Flat Footed LLC sold 314,076 shares; estimated trade size of $30.96 million based on quarterly average pricing
Quarter-end position value dropped by $30.96 million, reflecting both share sale and price dynamics
Represents an approximately 3.4% change in Flat Footed LLC's 13F reportable AUM
Post-trade, the fund holds zero shares of Matson, with a reported value of $0
The position previously accounted for 3.8% of fund AUM as of the prior quarter
According to its SEC filing dated February 17, 2026, Flat Footed LLC sold its entire 314,076-share stake in Matson (NYSE:MATX) during the fourth quarter. The quarter-end value of the position decreased by $30.96 million, which includes both the impact of the share sale and changes in the stock price.
Flat Footed LLC has fully liquidated its Matson holding.

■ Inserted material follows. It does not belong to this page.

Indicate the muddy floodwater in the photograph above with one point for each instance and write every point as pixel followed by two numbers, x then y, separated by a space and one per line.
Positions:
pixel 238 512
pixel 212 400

Top holdings after the filing:
As of February 17, 2026, shares of Matson were priced at $165.05, up approximately 12.1% over the past year, outperforming the S&P 500 by 2.27 percentage points
| Metric | Value |
|---|---|
| Revenue (TTM) | $3.34 billion |
| Net income (TTM) | $444.8 million |
| Dividend yield | 0.91% |
| Price (as of February 17, 2026) | $165.05 |
Matson is a leading provider of ocean transportation and logistics services, with a strong presence in Hawaii, Alaska, Guam, and select Asia-Pacific routes. The company leverages its integrated logistics capabilities and expedited shipping to deliver reliable service to diverse commercial and government clients. Its strategic focus on niche markets and operational efficiency underpins its competitive position within the marine shipping industry.
Matson generates revenue through shipping fees, logistics services, and terminal operations across domestic non-contiguous U.S. markets and select international routes.
It provides ocean transportation services, including container shipping, expedited China-U.S. routes, and logistics solutions such as warehousing, freight forwarding, and supply chain management.
Matson serves freight forwarders, retailers, consumer goods companies, automobile manufacturers, and the U.S. military.
Container shipping is a cyclical business, with profitability rising and falling with freight rates and cargo demand. After several years of unusually strong pricing in global shipping markets, freight rates have largely returned to more typical levels as supply chains stabilized and additional vessel capacity entered service.
Matson occupies a unique position in the industry, with much of its business focused on domestic U.S. trade lanes such as Hawaii, Alaska, and Guam. These routes are governed by the Jones Act, which restricts shipping between U.S. ports to American-built and American-operated vessels, limiting foreign competition. Matson also offers expedited container services between China and the United States, providing faster transit times than standard trans-Pacific shipping. This mix of regulated domestic markets and premium international services gives Matson a distinct earnings profile compared to many global container carriers.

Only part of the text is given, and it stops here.